I've been trying to setup an elasticsearch cluster for processing some log data from some 3D printers . we are having more than 850K documents generated each day for 20 machines . each of them has it own index .
Right now we have the data of 16 months with make it about 410M records to index in each of the elasticsearch index . we are processing the data from CSV files with spark and writing to an elasticsearch cluster with 3 machines each one of them has 16GB of RAM and 16 CPU cores . but each time we reach about 10-14M doc/index we are getting a network error .
Job aborted due to stage failure: Task 173 in stage 9.0 failed 4 times, most recent failure: Lost task 173.3 in stage 9.0 (TID 17160, wn21-xxxxxxx.ax.internal.cloudapp.net, executor 3): org.elasticsearch.hadoop.rest.EsHadoopNoNodesLeftException: Connection error (check network and/or proxy settings)- all nodes failed; tried [[X.X.X.X:9200]]
I'm sure this is not a network error it's just elasticsearch cannot handle more indexing requests .

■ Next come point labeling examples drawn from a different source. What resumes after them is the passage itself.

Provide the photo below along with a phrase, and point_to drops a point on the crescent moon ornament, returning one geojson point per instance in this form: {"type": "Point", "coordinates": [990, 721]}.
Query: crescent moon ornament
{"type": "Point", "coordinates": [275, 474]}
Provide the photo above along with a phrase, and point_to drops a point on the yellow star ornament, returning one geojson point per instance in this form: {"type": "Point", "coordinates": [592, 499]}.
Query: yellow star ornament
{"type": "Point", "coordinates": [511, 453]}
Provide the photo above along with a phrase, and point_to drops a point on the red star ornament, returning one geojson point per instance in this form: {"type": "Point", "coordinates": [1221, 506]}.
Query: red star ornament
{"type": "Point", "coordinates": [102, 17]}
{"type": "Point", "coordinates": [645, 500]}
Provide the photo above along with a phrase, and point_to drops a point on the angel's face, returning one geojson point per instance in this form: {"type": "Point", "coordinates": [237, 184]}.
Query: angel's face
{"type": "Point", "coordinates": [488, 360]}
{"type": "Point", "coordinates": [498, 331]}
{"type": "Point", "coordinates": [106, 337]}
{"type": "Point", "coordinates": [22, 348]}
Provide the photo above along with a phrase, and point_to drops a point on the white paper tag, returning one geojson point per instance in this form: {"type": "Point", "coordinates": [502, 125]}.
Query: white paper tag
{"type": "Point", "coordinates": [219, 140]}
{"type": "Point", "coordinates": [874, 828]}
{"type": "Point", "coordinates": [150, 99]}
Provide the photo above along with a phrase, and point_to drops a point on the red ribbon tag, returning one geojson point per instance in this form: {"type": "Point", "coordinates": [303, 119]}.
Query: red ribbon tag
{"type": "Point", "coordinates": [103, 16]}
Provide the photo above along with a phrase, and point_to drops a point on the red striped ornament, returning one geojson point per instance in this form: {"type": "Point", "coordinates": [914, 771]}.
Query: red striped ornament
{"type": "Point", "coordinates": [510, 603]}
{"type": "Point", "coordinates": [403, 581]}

To solve this , I've tried to tweak many elasticsearch parameters such as : refresh_interval
to speed up the indexation and get rid of the error but nothing worked . after monitoring the cluster we think that we should scale it up.
we also tried to tune the elasticsearch spark connector but with no result .
So I'm looking for a right way to choose the cluster size ? is there any guidelines on how to choose your cluster size ? any highlights will be helpful .
NB : we are interested mainly in indexing data since we have only one query or two to run on data to get some metrics .